L'espulsione dall'Italia di Salma Bencharcki, la donna marocchina condannata per terrorismo internazionale assieme al marito 'il pugile dell'Isis' Abderrahim Moutaharrik,"potrebbe provocare la disgregazione del nucleo familiare con grave danno per la prole". È quanto hanno scritto i giudici della Corte d'Assise d'Appello di Milano nella sentenza con cui, lo scorso novembre, hanno ribadito la condanna a 6 anni inflitta in primo grado al campione di boxe e ridotto da 5 a 3 anni e 4 mesi la pena alla moglie.
Riconosciute alla donna le attenuanti generiche che hanno comportato la revoca della sospensione della responsabilità genitoriale stabilita in primo grado nei confronti della donna, che si trova ora ai domiciliari.
I giudici hanno considerato "il ruolo subalterno della donna all'epoca dei fatti 25enne rispetto a quello assunto da Moutaharrik, tipico della cultura islamica che si desume dall'avere accettato di condividere e supportare anche il progetto di trasferirsi coi figli in Siria, nonostante questo implicasse che il marito si sarebbe sentito libero di raggiungere il martirio per porre in essere quell'attività terroristica per cui aveva ottenuto l'autorizzazione dall'Is".

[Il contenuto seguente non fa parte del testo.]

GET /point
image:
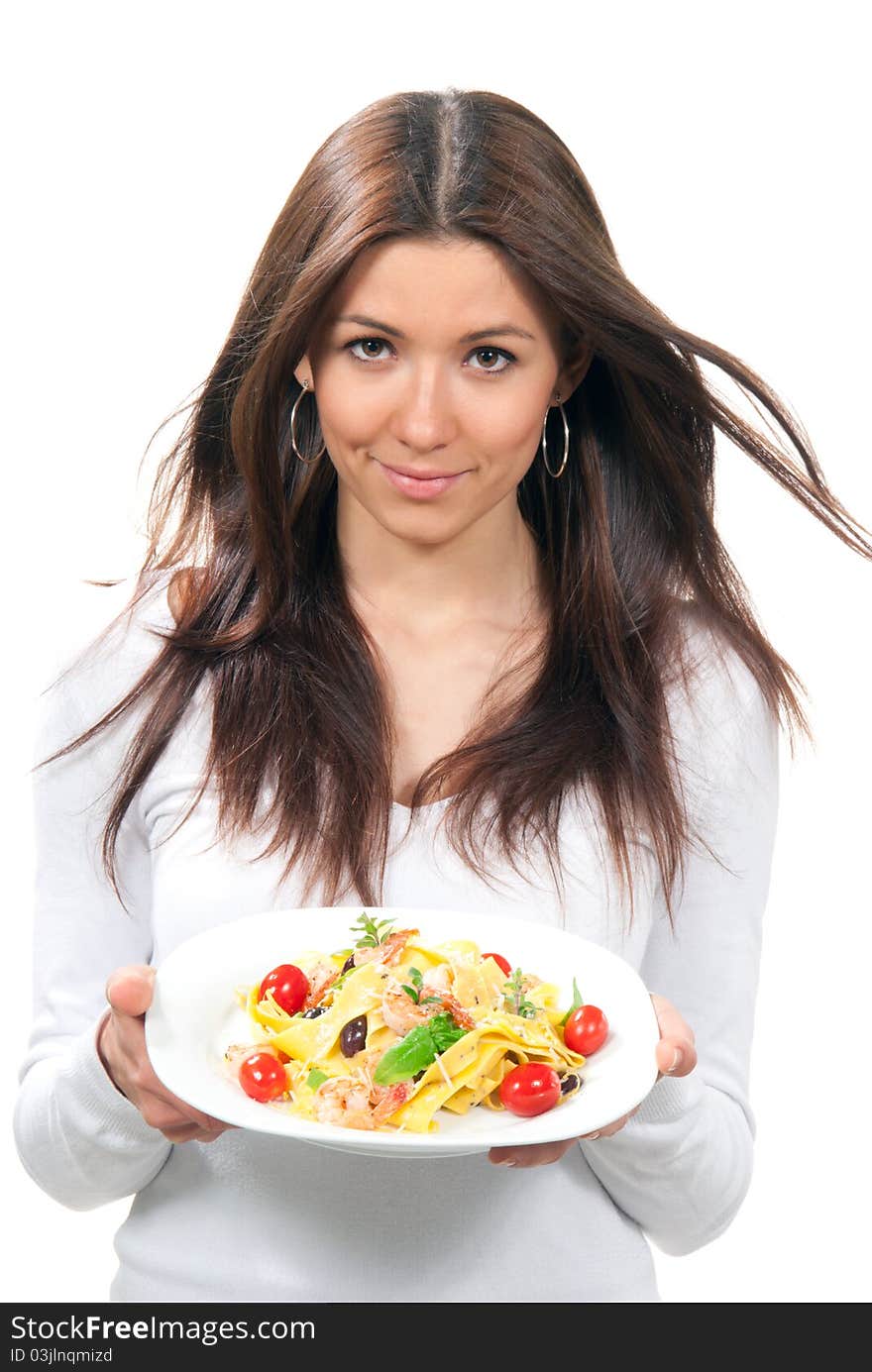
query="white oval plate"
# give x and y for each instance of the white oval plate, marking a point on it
(194, 1016)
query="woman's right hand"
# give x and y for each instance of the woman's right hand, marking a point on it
(121, 1046)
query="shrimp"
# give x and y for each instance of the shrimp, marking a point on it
(359, 1105)
(320, 980)
(401, 1012)
(387, 951)
(345, 1102)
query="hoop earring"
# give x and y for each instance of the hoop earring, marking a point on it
(306, 460)
(566, 442)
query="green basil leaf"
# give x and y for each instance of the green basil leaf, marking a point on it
(576, 1003)
(406, 1058)
(445, 1032)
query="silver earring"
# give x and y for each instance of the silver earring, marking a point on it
(306, 460)
(566, 442)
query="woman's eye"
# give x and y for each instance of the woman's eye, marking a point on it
(493, 353)
(371, 353)
(374, 357)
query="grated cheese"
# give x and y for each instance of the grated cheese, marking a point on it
(442, 1070)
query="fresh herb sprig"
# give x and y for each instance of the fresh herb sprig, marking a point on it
(576, 1003)
(417, 1050)
(374, 932)
(516, 1002)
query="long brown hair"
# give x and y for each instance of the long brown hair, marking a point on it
(626, 535)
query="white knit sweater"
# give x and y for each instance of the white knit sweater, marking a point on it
(259, 1217)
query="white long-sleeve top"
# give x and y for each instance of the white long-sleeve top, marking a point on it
(262, 1217)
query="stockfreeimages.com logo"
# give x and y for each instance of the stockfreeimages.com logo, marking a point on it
(95, 1328)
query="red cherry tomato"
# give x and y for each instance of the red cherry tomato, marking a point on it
(502, 963)
(586, 1029)
(530, 1088)
(288, 986)
(263, 1077)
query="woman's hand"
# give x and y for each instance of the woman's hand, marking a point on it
(676, 1057)
(121, 1046)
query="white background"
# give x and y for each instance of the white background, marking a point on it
(149, 158)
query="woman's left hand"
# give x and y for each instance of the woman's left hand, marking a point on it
(676, 1057)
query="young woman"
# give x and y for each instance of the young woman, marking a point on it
(444, 620)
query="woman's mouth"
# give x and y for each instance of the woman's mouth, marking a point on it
(420, 485)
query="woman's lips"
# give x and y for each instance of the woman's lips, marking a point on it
(419, 487)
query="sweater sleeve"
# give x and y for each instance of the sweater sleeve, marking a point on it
(682, 1165)
(78, 1137)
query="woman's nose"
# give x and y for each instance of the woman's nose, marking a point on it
(423, 414)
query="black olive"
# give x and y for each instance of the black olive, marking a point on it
(353, 1036)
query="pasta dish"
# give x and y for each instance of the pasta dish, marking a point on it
(388, 1030)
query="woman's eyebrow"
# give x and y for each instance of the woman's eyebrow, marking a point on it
(467, 338)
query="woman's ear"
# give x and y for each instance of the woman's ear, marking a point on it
(303, 370)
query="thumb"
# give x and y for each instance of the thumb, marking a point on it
(129, 990)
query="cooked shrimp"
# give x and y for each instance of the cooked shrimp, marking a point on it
(355, 1105)
(387, 951)
(401, 1012)
(320, 980)
(345, 1102)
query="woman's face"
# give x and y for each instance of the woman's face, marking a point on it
(445, 372)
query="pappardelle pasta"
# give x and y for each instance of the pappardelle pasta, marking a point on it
(388, 1030)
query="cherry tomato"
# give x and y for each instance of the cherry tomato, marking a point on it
(586, 1029)
(502, 963)
(288, 986)
(530, 1088)
(263, 1077)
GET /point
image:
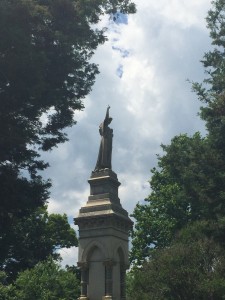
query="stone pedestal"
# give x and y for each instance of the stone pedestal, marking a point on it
(103, 240)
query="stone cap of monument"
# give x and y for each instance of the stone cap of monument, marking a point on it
(103, 200)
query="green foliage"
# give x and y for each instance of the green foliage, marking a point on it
(45, 73)
(46, 281)
(33, 238)
(193, 267)
(178, 242)
(186, 187)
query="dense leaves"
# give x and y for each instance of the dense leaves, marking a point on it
(47, 280)
(178, 241)
(45, 72)
(193, 267)
(35, 237)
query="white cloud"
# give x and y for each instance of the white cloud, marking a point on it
(150, 104)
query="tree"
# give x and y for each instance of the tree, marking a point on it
(188, 184)
(47, 280)
(45, 72)
(35, 237)
(193, 267)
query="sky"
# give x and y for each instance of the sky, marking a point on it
(144, 70)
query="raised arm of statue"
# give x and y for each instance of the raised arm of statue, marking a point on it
(105, 149)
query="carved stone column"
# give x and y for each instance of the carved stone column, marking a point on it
(84, 279)
(108, 279)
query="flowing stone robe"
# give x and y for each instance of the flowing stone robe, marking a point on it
(105, 150)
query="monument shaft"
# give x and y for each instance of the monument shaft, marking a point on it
(103, 236)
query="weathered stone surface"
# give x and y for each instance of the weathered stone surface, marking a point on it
(103, 239)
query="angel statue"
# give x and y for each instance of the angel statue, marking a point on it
(105, 150)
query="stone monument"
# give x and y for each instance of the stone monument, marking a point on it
(103, 229)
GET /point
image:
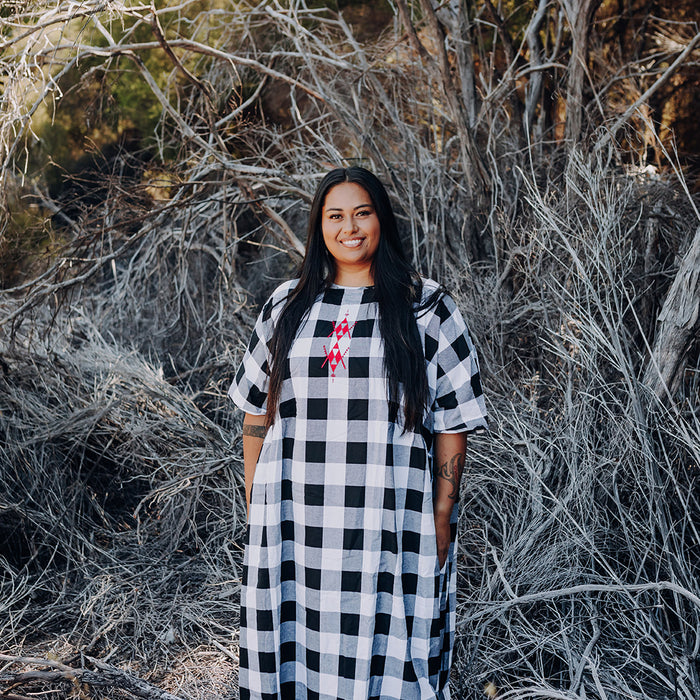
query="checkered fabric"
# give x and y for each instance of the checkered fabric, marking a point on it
(342, 594)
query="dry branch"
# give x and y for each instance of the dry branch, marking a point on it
(677, 326)
(103, 676)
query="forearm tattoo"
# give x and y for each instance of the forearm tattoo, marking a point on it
(255, 430)
(450, 471)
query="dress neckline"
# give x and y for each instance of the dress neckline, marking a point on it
(346, 287)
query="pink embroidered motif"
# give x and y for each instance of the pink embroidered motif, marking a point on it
(335, 356)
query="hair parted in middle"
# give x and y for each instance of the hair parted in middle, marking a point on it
(397, 289)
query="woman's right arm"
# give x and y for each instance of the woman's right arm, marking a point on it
(254, 431)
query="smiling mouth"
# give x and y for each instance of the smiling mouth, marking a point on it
(352, 242)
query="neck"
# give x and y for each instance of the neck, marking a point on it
(346, 277)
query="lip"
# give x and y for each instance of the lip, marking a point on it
(352, 242)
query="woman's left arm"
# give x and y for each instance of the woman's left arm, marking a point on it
(450, 452)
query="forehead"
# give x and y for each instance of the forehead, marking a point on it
(346, 195)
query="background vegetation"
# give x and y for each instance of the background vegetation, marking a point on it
(156, 165)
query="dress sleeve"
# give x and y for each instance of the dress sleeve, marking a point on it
(249, 389)
(459, 402)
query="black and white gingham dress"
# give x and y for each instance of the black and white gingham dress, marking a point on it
(342, 593)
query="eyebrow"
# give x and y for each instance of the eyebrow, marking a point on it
(359, 206)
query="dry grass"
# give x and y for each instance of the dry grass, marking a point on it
(121, 504)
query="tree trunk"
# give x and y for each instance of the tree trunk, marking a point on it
(580, 15)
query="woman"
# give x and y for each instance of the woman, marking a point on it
(359, 386)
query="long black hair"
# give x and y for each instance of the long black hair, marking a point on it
(397, 288)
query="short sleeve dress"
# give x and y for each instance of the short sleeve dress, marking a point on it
(342, 595)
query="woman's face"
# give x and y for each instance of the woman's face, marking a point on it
(351, 231)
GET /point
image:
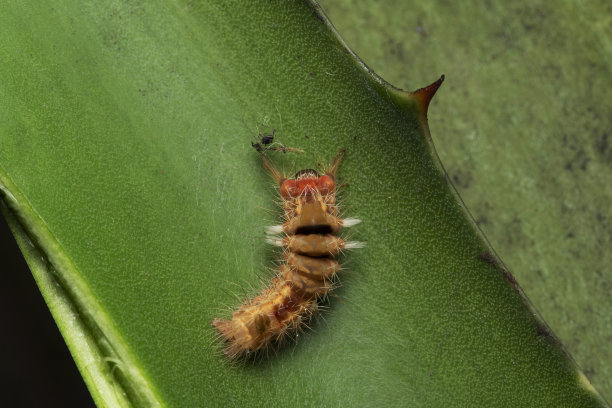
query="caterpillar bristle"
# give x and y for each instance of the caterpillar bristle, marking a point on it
(307, 272)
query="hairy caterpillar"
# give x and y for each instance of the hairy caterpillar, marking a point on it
(310, 240)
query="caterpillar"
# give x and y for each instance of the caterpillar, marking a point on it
(311, 243)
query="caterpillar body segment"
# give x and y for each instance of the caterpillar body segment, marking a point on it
(310, 238)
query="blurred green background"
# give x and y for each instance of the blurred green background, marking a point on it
(523, 125)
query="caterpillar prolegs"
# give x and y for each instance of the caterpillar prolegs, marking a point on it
(311, 243)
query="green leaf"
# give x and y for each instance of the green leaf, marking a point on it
(133, 191)
(522, 126)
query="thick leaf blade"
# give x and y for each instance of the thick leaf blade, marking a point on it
(142, 190)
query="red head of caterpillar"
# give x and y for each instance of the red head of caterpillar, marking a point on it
(310, 240)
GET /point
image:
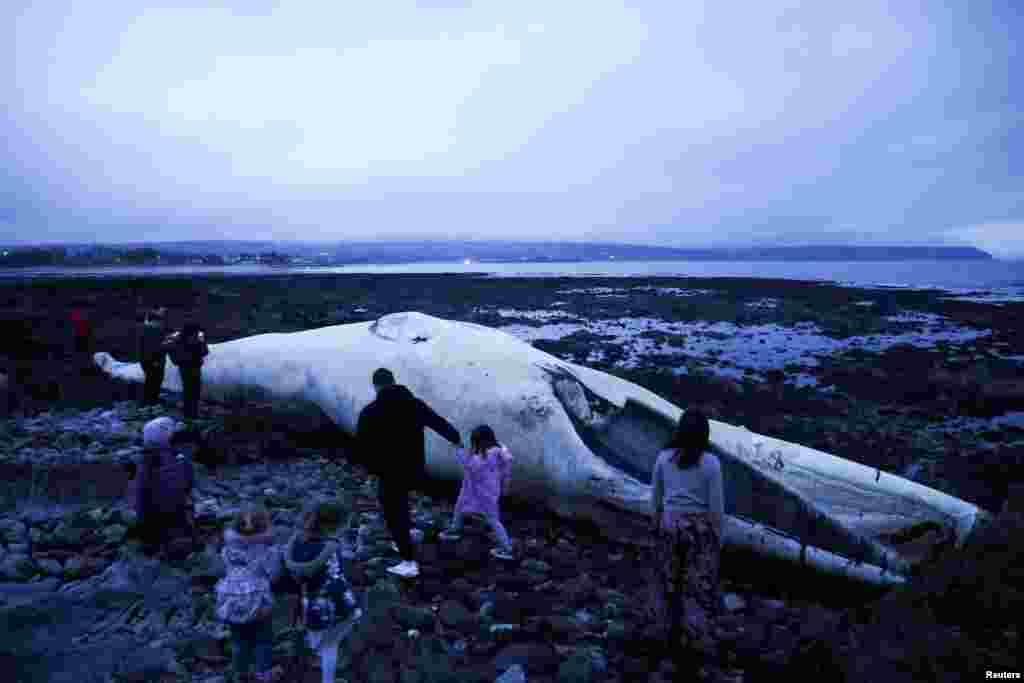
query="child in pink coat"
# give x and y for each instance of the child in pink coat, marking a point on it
(486, 470)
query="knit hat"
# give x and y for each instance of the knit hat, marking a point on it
(157, 433)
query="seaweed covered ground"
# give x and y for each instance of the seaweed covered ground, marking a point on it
(908, 381)
(912, 381)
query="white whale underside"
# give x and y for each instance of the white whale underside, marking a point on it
(585, 441)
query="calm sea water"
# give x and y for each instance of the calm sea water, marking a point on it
(1005, 278)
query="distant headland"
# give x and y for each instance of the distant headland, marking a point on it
(342, 253)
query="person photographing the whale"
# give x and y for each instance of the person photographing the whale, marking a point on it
(390, 430)
(187, 349)
(688, 512)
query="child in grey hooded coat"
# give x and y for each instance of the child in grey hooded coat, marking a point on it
(310, 557)
(249, 542)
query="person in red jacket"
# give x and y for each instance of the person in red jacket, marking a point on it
(81, 330)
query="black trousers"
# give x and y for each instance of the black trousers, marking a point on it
(393, 496)
(190, 379)
(154, 371)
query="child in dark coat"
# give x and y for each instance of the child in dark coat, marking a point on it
(162, 489)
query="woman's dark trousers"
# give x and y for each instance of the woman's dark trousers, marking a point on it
(154, 371)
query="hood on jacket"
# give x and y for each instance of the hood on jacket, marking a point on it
(240, 548)
(157, 433)
(308, 568)
(396, 393)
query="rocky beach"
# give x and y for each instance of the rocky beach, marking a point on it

"Non va trascurato - ha argomentato ancora la Corte - che i due figli della coppia vivono in Italia dove sono cresciuti finora e
dove tuttora si trovano ospitati dai nonni e che il padre dei bimbi, pur condannato a una pena più severa, essendo ormai divenuto cittadino italiano, non è suscettibile di espulsione dallo Stato".